2. NOTE STORICO-GEOGRAFICHE E BIOGRAFICHE




2.1. Il contesto storico


Giovanni Bosco nasce il 16 agosto 1815. Da poco più di due mesi (9 giugno) a Vienna si è concluso il Congresso dal quale è scaturita una diversa sistemazione dell'Europa dopo l'esperien­za rivoluzionaria e napoleonica. Siamo agli albori del periodo storico chiamato Restaurazione, per la volontà dei governanti di riesumare le istituzioni politiche e sociali dell'antico re­gime. Anche re Vittorio Emanuele I, ritornato dalla Sardegna nei suoi stati di terraferma (Piemonte, Savoia, Nizzardo, a cui il Congresso di Vienna annette anche la Liguria), con editto del 21 maggio 1814 abroga tutte le leggi, decreti e disposizio­ni del governo francese, restituendo vigore giuridico alle Co­stituzioni emanate nel 1770 da Carlo Emanuele III e alle leggi particolari formulate fino al 23 giugno 1800. Il tentativo, condotto rafforzando nuovamente la nobiltà a scapito della bor­ghesia compromessa col governo precedente, si dimostra presto fallimentare e suscita divisioni, risentimento e malcontento.
Il clima sociale e politico viene aggravato da una grande crisi economica, causata anche dalle guerre degli ultimi anni, che raggiunge il suo culmine nel 1816-1817 a seguito di una spaventosa carestia abbattutasi sul Piemonte. Le popolazioni rurali del Monferrato devono affrontare sacrifici e sofferenze soprattutto per la crisi agricola. Risentono meno del cambio politico e sociale; ne hanno, anzi, qualche vantaggio con la soppressione della leva obbligatoria per tutti e con piccoli sgravi fiscali. La vita della famiglia contadina continua rit­mata dalle stagioni, nella dura fatica dei lavori agricoli, le­gata alle coltivazioni tradizionali necessarie al sostentamento dei suoi membri.
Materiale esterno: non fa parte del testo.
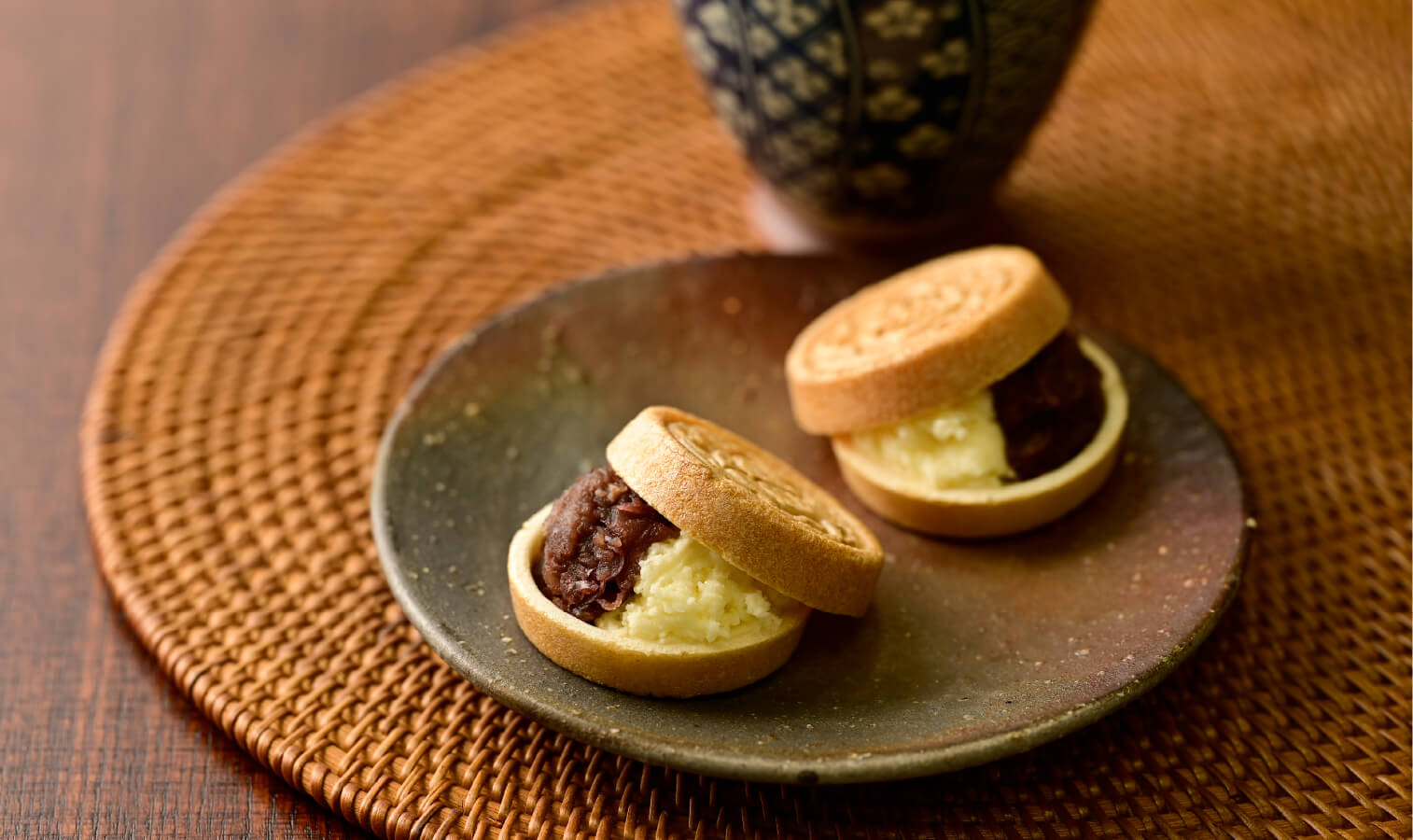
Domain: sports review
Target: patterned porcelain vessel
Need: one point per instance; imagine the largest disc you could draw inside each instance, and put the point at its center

Il fenomeno della migrazione di masse popolari per ora non si manifesta ancora nelle forme macroscopiche che assumerà nei decenni successivi. Le popolazioni rurali piemontesi si dimo­strano saldamente ancorate ai valori familiari, sociali e cri­stiani tradizionali. Continuano ad essere un serbatoio di sane risorse umane per lo Stato e la Chiesa.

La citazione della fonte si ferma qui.